Am liebsten hätte er sich zu Jarel in den Zuber gesetzt, aber das Wasser war kalt und er war zu müde um es warm zu machen. Er wollte nur schlafen.
"Es tut mir leid, was heute geschehen ist." begann er trotzdem noch mal. Vor allem aber auch um zu sehen ob Jarel hörte oder ob er die Notfallmedikamente holen musste.
Sein Gegenüber sah ihn mit halb zusammengekniffenen Augen an. Dann schüttelte er nur den Kopf. "Komm. Ich ring dich ins Bett. Du siehst müte aus. un ich muss zurück zum Orden. Jakob wird zur Morgenmesse entlasen."
Das Schleppen und die verschluckten Laute in der Sprache des Ritters, zusammen damit, dass er auf das Gesagte nicht einging waren ein eindeutiges Zeichen.
Dabei gab es tatsächlich schon eine Verbesserung, wenn auch nur marginal. Wenn Slava sprach, schien sich die Frequenz des Rauschens zu ändern. Es kam etwas durch, wenngleich es mit 'Verstehen' noch nichts zu tun hatte.
Slava seufzte. Er hörte noch immer nicht richtig. Aber er würde aus dem Zuber steigen und nach oben gehen, dort waren auch die Medikamente. Er nickte also nur. Was zur Hölle hatte er da nur angerichtet.
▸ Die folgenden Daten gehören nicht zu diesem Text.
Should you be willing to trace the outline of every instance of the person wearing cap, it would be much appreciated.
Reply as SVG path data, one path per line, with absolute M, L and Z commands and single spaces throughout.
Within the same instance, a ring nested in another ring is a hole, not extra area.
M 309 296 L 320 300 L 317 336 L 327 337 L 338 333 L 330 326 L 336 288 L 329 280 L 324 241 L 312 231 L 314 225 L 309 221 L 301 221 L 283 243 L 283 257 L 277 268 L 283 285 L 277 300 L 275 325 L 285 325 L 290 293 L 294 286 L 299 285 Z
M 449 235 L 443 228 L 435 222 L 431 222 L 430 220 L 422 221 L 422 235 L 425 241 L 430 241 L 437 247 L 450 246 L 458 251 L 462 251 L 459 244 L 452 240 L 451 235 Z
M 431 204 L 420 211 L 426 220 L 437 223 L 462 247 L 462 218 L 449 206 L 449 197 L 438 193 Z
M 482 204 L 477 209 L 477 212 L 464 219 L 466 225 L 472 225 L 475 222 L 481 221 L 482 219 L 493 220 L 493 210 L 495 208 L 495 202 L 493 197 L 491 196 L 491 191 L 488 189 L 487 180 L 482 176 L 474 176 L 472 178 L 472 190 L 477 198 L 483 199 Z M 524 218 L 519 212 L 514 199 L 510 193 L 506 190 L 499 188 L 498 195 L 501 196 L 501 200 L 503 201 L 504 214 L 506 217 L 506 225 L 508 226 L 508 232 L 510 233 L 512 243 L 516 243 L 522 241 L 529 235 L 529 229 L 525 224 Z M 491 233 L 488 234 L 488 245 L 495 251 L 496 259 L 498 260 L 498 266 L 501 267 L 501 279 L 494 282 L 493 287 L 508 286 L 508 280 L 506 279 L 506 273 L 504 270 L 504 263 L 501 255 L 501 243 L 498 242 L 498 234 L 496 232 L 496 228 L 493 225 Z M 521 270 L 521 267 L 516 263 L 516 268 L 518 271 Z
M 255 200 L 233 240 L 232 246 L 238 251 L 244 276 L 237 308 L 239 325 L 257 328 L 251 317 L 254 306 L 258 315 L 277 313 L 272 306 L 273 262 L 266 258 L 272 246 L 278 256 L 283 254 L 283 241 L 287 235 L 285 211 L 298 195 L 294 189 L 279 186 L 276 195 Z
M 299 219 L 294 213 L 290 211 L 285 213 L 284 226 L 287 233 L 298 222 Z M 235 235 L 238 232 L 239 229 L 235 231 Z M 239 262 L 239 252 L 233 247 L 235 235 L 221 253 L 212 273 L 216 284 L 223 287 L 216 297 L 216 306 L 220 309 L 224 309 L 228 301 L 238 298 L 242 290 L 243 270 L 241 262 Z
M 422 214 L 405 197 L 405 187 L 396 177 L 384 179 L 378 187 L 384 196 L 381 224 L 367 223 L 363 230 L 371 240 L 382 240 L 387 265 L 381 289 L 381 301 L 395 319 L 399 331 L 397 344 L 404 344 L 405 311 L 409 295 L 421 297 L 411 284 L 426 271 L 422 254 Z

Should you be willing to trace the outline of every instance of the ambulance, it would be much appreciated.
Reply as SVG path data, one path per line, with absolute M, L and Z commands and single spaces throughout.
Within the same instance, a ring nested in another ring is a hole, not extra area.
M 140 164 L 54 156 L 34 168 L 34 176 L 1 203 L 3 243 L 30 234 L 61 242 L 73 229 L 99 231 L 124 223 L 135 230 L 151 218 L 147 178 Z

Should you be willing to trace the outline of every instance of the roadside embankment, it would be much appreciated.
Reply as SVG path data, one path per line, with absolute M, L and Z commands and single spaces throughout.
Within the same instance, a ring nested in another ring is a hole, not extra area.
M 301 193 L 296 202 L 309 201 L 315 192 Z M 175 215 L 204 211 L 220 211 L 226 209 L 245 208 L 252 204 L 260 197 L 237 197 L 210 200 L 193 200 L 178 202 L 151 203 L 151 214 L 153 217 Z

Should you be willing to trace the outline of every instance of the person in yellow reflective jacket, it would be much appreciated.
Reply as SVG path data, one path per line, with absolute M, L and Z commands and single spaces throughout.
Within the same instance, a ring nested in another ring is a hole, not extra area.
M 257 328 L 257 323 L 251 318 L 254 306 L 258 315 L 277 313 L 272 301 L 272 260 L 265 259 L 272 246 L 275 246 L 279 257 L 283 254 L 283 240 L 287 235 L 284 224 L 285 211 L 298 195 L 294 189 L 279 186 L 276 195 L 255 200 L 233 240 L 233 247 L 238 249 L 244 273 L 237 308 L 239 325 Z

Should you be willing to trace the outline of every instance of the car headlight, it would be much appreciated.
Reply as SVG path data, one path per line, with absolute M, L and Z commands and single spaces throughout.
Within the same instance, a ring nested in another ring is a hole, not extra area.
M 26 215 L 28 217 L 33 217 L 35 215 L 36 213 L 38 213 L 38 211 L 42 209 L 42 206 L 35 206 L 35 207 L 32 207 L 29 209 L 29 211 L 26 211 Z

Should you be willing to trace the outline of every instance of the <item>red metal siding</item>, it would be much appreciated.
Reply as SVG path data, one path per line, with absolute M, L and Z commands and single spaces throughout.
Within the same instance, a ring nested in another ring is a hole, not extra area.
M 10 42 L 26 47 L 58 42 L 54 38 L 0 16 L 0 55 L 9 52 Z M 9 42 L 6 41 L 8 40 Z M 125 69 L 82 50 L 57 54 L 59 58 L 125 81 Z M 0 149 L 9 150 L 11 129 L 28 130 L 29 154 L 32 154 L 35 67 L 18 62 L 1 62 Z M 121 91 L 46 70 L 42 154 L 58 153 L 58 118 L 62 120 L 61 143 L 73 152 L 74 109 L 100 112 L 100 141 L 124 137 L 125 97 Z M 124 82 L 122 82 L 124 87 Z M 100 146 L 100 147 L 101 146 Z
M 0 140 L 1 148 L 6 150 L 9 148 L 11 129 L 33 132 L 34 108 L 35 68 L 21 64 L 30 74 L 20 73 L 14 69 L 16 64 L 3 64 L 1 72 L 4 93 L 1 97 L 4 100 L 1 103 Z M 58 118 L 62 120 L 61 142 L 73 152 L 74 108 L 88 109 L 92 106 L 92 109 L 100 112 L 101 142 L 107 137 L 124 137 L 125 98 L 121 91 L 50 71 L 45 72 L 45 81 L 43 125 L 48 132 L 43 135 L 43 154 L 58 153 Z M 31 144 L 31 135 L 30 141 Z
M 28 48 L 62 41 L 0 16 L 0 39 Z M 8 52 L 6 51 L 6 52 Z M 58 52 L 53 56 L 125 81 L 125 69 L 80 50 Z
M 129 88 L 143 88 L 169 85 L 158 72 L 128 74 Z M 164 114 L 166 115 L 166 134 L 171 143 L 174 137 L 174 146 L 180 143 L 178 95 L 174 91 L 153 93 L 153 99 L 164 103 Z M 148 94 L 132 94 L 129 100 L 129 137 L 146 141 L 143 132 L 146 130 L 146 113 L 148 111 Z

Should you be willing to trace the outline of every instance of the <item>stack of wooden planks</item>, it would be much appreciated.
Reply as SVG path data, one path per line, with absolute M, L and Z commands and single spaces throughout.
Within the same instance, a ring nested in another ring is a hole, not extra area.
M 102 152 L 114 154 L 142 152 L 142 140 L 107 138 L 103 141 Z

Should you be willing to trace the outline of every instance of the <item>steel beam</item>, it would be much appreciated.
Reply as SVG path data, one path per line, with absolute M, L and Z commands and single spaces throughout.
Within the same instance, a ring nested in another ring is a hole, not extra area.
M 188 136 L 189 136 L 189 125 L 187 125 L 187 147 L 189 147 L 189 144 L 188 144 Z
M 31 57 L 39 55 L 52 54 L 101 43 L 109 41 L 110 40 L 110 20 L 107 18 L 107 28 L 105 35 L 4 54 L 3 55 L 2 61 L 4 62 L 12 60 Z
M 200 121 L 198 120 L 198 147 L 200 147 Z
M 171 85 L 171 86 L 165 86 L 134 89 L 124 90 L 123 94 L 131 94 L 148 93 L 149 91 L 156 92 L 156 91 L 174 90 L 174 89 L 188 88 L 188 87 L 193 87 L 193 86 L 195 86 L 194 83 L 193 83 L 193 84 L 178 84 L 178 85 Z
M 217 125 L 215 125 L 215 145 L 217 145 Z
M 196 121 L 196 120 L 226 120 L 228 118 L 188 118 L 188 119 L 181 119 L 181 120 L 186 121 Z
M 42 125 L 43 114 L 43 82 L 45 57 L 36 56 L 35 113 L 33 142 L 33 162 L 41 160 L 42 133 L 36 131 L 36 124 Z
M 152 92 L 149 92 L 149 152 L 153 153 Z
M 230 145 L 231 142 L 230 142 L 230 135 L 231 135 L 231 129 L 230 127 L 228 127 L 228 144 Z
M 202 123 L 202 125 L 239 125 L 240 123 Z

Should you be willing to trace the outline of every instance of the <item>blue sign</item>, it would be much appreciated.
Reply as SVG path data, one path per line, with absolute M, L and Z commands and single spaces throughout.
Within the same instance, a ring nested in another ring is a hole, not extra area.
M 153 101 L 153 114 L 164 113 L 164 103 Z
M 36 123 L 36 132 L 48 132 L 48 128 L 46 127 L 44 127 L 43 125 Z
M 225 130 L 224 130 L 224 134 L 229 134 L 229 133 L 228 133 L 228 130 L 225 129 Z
Steif wie ein alter Mann kletterte Jarel über den Rand des Gefäßes und hielt sich einige Sekunden lang fest, bis sein Kreislauf da war, wo er ihn brauchte. "Die Sauerei mache ich morgen weg.", erklärte er und steuerte unsicher auf einen Tisch zu, auf dem er sich schon zwei Tücher bereitgelegt hatte. Mit dem einen trocknete er sich ab, das andere band er sich um die Hüfte.
So 'angezogen' trat er zu seinem Liebsten. "Scheißtag, hm?", brummelte er und wollte Slava tatsächlich in die Arme ziehen.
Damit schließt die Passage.